The reason: https://github.com/kubernetes-sigs/kind/issues/2999 Unless you don't need cpu manager for ARM e2e testings. Current kind provider that is used is out of date (1.23).

It is CNCF certified, Sanbox phase, k8s compatible distribution CNCF maintain both k8s and k3s https://k3s.io/

K3d is a wrapper of k3s, allowing to run k3s in containers.

xpivarc commented 1 year ago

Just a note, the https://github.com/kubernetes-sigs/kind/issues/2999 is now resolved.

oshoval commented 1 year ago

Just a note, the kubernetes-sigs/kind#2999 is now resolved.

Thanks Please try SR-IOV e2e (if you want and have a provider), since the /dev/null is not for sure the same problem as open /dev/ptmx: operation not permitted: unknown (but possibly, maybe you tried a POC already, anyhow we need e2e), and I am not sure that kind is better than k3d for us (sig-network specifically), it seems k3d is developing faster atm, and pretty stable and lighter, in case we need we can go back to kind, it is good to have alternative. Note that atm it doesn't yet official and also need work, personally I have other priorities.

Btw I think we should consider a repo kubevirt - easy to start where we can have both kind and k3d with the basic recommended configuration that allows to run simple kubevirt machine. But this is other story.

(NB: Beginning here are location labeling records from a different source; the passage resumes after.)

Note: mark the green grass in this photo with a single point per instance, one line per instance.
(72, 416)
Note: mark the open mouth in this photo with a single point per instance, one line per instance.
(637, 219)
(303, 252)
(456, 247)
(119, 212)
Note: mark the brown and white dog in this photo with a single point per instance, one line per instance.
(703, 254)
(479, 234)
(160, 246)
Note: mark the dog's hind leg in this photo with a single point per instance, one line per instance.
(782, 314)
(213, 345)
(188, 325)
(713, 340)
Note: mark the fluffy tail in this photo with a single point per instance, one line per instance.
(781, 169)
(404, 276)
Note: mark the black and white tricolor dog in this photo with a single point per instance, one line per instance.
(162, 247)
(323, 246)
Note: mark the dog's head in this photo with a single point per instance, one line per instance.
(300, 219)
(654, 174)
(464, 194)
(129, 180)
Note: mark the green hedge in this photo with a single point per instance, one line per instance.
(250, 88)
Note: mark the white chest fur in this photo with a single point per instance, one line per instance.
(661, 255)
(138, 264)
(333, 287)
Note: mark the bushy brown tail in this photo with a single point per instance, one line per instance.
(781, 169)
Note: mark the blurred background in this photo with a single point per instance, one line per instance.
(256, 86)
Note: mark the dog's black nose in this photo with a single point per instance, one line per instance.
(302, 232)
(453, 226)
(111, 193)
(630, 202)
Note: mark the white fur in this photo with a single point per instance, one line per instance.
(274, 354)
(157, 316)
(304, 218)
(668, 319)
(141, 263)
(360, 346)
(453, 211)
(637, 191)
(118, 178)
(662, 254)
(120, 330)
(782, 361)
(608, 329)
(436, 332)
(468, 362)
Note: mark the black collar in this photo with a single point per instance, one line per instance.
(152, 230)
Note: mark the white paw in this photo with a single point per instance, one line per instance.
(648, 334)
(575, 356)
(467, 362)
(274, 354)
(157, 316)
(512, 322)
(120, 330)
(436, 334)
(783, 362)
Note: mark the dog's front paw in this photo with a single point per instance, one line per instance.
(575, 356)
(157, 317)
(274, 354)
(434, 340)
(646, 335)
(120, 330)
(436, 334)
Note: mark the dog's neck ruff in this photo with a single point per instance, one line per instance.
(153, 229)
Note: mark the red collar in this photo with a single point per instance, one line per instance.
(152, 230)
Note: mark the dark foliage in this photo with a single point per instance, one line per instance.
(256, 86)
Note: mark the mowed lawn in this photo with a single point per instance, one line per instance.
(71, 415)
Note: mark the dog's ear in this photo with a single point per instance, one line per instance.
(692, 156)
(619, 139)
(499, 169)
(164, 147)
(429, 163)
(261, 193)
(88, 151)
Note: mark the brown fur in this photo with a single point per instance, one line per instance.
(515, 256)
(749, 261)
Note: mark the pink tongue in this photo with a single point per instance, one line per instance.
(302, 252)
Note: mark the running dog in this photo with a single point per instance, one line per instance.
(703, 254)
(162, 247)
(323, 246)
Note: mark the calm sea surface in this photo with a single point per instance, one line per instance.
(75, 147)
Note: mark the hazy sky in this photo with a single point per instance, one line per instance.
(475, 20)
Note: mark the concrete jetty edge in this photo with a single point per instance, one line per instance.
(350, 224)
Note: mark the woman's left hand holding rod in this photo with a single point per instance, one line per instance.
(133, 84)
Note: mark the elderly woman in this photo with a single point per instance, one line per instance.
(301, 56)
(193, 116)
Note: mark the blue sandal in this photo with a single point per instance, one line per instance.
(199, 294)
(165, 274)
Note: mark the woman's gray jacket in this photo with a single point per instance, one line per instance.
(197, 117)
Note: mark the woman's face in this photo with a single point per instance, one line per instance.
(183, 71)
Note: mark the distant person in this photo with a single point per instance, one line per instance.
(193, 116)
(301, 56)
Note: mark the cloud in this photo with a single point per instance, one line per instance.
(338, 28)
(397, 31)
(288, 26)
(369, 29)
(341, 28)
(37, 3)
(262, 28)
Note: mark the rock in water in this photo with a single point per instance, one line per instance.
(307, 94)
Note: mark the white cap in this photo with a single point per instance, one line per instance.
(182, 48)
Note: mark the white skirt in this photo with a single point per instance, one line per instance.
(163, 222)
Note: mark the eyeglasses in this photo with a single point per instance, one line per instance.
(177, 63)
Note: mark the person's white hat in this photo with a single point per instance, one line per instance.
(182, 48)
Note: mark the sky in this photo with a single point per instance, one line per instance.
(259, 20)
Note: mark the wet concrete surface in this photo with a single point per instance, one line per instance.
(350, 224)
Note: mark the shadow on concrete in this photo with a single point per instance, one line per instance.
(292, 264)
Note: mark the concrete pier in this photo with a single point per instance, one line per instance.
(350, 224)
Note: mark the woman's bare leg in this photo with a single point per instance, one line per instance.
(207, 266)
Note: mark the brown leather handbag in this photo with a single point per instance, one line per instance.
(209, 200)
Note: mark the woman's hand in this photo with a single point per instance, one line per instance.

Of course that if Howard prefer to keep kind he / us can update the non SR-IOV kind provider, note that we don't have e2e for ARM so we can't maintain it (we as sig-network maintain only the k3d-sriov).

zhlhahaha commented 1 year ago

Btw I think we should consider a repo kubevirt - easy to start where we can have both kind and k3d with the basic recommended configuration that allows to run simple kubevirt machine. But this is other story.

It is a good idea.

Of course that if Howard prefer to keep kind he / us can update the non SR-IOV kind provider, note that we don't have e2e for ARM so we can't maintain it (we as sig-network maintain only the k3d-sriov).

As Kind is used in kubernetes CI/CD pipeline. I think it is more reliable to verify KubeVirt in the kind k8s environment on Arm platform, so I prefer to keep the kind provider and use it in E2E tests for Arm. And I can maintain the provider.